Female human standing on top of mechanical debris.

なんでもかんでもAI……というAIブームなのだが、そこには誤解や妄想も含まれている。今現在可能になっていることと、将来的に可能になるかもしれないことがごっちゃまぜになり、AIのイメージだけが先走りしている。AIへの過剰な期待は、危険性もはらんでいる。

そんなAIブームに警鐘を鳴らす記事。

AIが絶対に人間を超えられない「根本的な理由」を知ってますか(西垣 通,千葉 雅也) | 現代ビジネス | 講談社(1/4)

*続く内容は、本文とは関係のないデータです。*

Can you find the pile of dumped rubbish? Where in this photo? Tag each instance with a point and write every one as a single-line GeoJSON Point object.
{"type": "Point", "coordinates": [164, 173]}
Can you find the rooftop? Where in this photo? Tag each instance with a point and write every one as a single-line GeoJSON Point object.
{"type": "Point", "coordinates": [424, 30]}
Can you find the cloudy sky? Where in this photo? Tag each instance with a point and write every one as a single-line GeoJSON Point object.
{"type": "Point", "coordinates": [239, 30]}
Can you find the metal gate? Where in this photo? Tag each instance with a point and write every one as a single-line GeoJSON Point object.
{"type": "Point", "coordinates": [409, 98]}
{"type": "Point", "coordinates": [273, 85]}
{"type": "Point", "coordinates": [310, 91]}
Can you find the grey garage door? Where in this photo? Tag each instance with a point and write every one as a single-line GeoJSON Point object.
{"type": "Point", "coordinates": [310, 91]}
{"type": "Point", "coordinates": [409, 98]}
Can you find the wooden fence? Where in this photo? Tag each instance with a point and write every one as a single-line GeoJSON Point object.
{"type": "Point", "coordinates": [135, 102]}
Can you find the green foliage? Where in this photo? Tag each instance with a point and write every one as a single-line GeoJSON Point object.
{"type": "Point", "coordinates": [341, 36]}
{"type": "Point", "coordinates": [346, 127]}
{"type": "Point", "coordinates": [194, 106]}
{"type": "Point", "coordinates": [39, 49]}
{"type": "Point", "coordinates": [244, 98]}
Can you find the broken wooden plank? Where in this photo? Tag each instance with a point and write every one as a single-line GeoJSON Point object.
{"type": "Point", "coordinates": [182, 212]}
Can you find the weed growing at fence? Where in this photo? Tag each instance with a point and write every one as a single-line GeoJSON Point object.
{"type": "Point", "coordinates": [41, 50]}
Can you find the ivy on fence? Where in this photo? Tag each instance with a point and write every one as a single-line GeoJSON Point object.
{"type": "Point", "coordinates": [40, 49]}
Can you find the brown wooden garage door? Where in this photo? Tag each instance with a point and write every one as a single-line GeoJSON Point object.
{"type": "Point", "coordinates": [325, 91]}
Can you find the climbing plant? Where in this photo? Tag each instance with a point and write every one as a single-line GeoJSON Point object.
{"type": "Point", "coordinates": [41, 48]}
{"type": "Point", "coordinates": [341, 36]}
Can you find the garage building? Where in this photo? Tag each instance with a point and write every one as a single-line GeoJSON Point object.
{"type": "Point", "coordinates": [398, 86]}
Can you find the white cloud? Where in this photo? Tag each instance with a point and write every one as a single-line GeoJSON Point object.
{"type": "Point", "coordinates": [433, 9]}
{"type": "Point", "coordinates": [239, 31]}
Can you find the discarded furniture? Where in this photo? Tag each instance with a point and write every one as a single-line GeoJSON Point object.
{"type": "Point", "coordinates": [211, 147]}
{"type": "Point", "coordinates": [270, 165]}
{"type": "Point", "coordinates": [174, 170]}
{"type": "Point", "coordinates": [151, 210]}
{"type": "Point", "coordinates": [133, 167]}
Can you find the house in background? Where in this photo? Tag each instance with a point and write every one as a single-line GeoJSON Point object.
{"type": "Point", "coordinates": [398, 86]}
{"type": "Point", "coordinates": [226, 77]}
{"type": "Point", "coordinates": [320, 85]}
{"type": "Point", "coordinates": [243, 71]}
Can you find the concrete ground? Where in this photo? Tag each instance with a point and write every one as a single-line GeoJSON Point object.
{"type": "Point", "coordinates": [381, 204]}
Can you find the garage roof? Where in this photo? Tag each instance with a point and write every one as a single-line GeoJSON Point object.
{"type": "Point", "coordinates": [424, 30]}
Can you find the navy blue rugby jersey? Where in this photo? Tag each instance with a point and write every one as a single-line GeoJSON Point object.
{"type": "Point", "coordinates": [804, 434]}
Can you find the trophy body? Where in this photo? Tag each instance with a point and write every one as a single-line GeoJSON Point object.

AIが人間を超える知性をもつ、AIで多くの人の仕事が奪われるーーそんな議論が盛んになって数年。空前の「AIブーム」は、どんな結末を迎えるのか? 一部の人が夢見る「シンギュラリティ」はやってくるのか?

(中略)

千葉:つまりAI技術は人間を過去に溺れさせるような技術で、生命体としての人間が未来志向的に知性を使う方向性から堕落してしまうんじゃないか、とおっしゃりたいと。

西垣:そういうことです。人間というのは、人生の時間の中で、常に自分を「投企」していく。そうして新たな自分を作っていくわけですね。それが「生きる」ということなんじゃないかと。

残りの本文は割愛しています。